Academisch Ziekenhuis Groningen

UMCG start onderzoek naar minder belastende heupoperatietechniek

06 september 2007 Artrose of slijtage van het heupgewricht is een van de meest voorkomende chronische aandoeningen van het bewegingsapparaat. Een gebruikelijke en effectieve behandeling van patiënten met deze aandoening is een operatie, waarbij de heup wordt vervangen door een kunstheup (heupprothese). De afdeling Orthopedie van het UMCG is een onderzoek gestart naar de effecten van een nieuwe, minimaal invasieve operatietechniek in combinatie met computernavigatie voor het plaatsen van een heupprothese. Doel hiervan is te onderzoeken of deze techniek leidt tot een beter herstel, kortere ziekenhuisopname, minder complicaties en een betere positionering van de heupprothese, vergeleken met de traditionele heupoperatietechniek.
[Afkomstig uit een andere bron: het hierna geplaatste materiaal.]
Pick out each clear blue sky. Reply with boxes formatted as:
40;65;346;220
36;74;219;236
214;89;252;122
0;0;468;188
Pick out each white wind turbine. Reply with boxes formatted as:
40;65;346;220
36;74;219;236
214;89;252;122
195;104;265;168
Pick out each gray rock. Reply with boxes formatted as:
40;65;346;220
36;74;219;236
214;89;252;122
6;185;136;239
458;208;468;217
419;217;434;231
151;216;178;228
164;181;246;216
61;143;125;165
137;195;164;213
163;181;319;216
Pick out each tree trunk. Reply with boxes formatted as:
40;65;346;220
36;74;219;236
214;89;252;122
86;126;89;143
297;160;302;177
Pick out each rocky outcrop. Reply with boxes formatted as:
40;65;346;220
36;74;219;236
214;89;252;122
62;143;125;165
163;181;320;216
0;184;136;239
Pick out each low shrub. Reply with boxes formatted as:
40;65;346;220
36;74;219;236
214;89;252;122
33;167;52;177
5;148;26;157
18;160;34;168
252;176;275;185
Door de vergrijzing van de samenleving en het succes van de heupoperatie neemt de vraag naar deze operatie toe. Dit heeft geleid tot de ontwikkeling en toepassing van nieuwe operatietechnieken, zoals het minimaal invasief plaatsen van een heupprothese. Hierbij wordt de heupprothese via een kleinere incisie geplaatst, waardoor minimale schade aan (spier)weefsels ontstaat. Een nauwkeurige plaatsing van de heupprothese is van essentieel belang voor het functioneren van deze prothese, zowel op korte als lange termijn. Door de kleinere incisie is er minder zicht tijdens de operatie. Daarom wordt bij deze nieuwe, minimaal invasieve operatietechniek die het UMCG gaat onderzoeken, gebruik gemaakt van computernavigatie. Met behulp van computernavigatie kan de operateur nauwkeuriger opereren wat zorgt voor een optimale plaatsing van de heupprothese.

In het onderzoek zullen in totaal 120 patiënten in de leeftijd van 18 tot 75 jaar betrokken worden. Op basis van loting wordt bepaald of zij de traditionele heupoperatietechniek of de minimaal invasieve techniek met computernavigatie ondergaan. De patiënten worden vanaf opname voor de operatie tot 6 maanden na de operatie gevolgd. Zij vullen op dezelfde meetmomenten vragenlijsten in en krijgen een gangbeeldanalyse, waarmee het looppatroon wordt beoordeeld. De eerste resultaten van het onderzoek zijn naar verwachting in het najaar van 2008 beschikbaar.